The six-month emergency decree, which provides a legal framework for the most restrictive COVID-19 measures, expires on on Sunday.
Regional authorities will then be able to set up curfews and lock down areas but must secure the support of local courts, Calvo said.
“Regions can justify, argue, propose measures to tribunals curfews or lockdowns that limit rights and freedoms, but they need a judicial authorisation,” she told a news conference.
If a local court strikes down measures proposed by a regional government, it could appeal to the Supreme Court, which would then set up precedents applicable to all regions.

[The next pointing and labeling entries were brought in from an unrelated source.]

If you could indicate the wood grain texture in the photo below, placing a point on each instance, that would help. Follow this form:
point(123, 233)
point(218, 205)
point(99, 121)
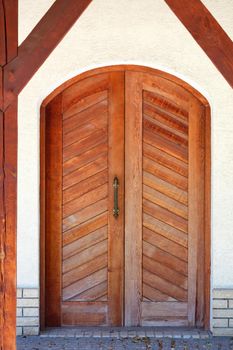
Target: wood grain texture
point(8, 30)
point(133, 199)
point(53, 212)
point(116, 165)
point(8, 216)
point(85, 128)
point(165, 225)
point(8, 180)
point(40, 43)
point(207, 32)
point(163, 184)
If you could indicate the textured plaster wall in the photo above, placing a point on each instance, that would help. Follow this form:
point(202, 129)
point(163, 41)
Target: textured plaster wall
point(126, 31)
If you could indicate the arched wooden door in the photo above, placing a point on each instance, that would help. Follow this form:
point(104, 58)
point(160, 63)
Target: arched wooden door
point(125, 197)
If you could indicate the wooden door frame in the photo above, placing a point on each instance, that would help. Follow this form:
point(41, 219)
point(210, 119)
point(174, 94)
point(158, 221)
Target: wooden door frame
point(203, 275)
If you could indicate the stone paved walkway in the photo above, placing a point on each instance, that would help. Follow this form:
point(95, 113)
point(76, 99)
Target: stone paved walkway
point(134, 343)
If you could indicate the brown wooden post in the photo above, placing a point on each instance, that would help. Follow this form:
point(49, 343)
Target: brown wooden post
point(8, 180)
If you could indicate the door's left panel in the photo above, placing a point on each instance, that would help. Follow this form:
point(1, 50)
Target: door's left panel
point(90, 286)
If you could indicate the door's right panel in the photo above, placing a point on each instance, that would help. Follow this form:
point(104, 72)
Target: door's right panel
point(165, 210)
point(171, 191)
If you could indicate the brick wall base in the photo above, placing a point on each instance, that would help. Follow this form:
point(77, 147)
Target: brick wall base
point(223, 312)
point(28, 312)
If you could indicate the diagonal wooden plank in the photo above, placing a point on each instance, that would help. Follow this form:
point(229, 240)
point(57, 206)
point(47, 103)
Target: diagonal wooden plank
point(84, 158)
point(164, 286)
point(85, 186)
point(85, 270)
point(165, 145)
point(165, 216)
point(163, 117)
point(152, 125)
point(84, 256)
point(85, 103)
point(165, 258)
point(85, 242)
point(165, 244)
point(165, 230)
point(84, 201)
point(164, 201)
point(84, 284)
point(98, 165)
point(207, 32)
point(165, 159)
point(85, 214)
point(84, 117)
point(165, 272)
point(153, 294)
point(166, 103)
point(40, 43)
point(165, 174)
point(81, 132)
point(164, 187)
point(98, 292)
point(85, 228)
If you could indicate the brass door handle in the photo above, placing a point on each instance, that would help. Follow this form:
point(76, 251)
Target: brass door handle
point(115, 187)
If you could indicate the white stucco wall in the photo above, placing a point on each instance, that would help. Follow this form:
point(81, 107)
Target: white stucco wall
point(138, 32)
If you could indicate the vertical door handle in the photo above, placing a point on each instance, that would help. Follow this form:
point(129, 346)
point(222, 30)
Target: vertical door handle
point(115, 187)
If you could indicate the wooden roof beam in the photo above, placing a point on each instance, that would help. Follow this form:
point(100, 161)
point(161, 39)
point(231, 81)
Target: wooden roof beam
point(40, 43)
point(207, 32)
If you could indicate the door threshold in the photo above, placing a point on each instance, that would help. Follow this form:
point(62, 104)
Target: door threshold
point(126, 332)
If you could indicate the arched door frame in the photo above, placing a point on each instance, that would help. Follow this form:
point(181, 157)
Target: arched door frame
point(204, 276)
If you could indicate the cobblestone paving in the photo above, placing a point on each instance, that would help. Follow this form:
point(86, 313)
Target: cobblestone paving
point(134, 343)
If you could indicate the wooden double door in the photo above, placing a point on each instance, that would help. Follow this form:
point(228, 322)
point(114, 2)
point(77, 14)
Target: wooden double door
point(125, 203)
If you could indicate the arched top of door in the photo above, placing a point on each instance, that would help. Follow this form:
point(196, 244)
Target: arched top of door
point(127, 67)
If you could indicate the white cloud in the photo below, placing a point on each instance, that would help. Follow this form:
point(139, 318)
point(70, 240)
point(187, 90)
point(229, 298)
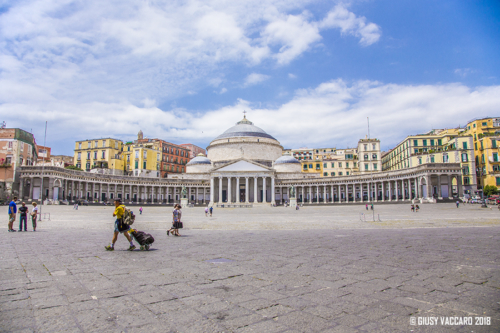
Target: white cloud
point(255, 78)
point(331, 114)
point(112, 51)
point(348, 23)
point(463, 72)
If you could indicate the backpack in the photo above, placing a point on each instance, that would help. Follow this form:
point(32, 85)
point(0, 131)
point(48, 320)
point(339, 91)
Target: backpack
point(128, 216)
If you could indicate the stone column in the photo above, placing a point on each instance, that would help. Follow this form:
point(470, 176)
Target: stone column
point(229, 190)
point(429, 188)
point(238, 189)
point(246, 190)
point(51, 188)
point(264, 196)
point(396, 188)
point(460, 188)
point(219, 200)
point(272, 191)
point(439, 187)
point(255, 198)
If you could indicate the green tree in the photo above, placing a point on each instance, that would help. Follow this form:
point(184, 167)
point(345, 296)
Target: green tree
point(490, 190)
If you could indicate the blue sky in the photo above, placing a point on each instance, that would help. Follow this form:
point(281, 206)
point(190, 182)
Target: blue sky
point(308, 72)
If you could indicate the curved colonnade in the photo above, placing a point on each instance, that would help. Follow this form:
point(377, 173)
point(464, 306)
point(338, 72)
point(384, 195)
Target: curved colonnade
point(422, 182)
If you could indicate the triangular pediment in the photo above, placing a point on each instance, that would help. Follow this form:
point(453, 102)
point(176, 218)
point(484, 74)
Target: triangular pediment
point(242, 166)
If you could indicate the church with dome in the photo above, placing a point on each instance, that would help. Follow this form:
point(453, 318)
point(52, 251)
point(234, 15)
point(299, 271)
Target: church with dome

Without the state of emergency, Spanish authorities do not have the prerogative to suspend civil liberties like freedom of movement or assembly. Regions with high infection rates, such as the Basque Country, have asked the government to extend it.
It is unclear what the different regions will decide to do now that the responsibility has been bestowed upon them or how local courts will rule.
The central government has, however, decided to extend until Aug. 9 the protection of home owners from foreclosure if they cannot pay their mortgages and against cutting off electricity and water supplies if utilities bills are unpaid.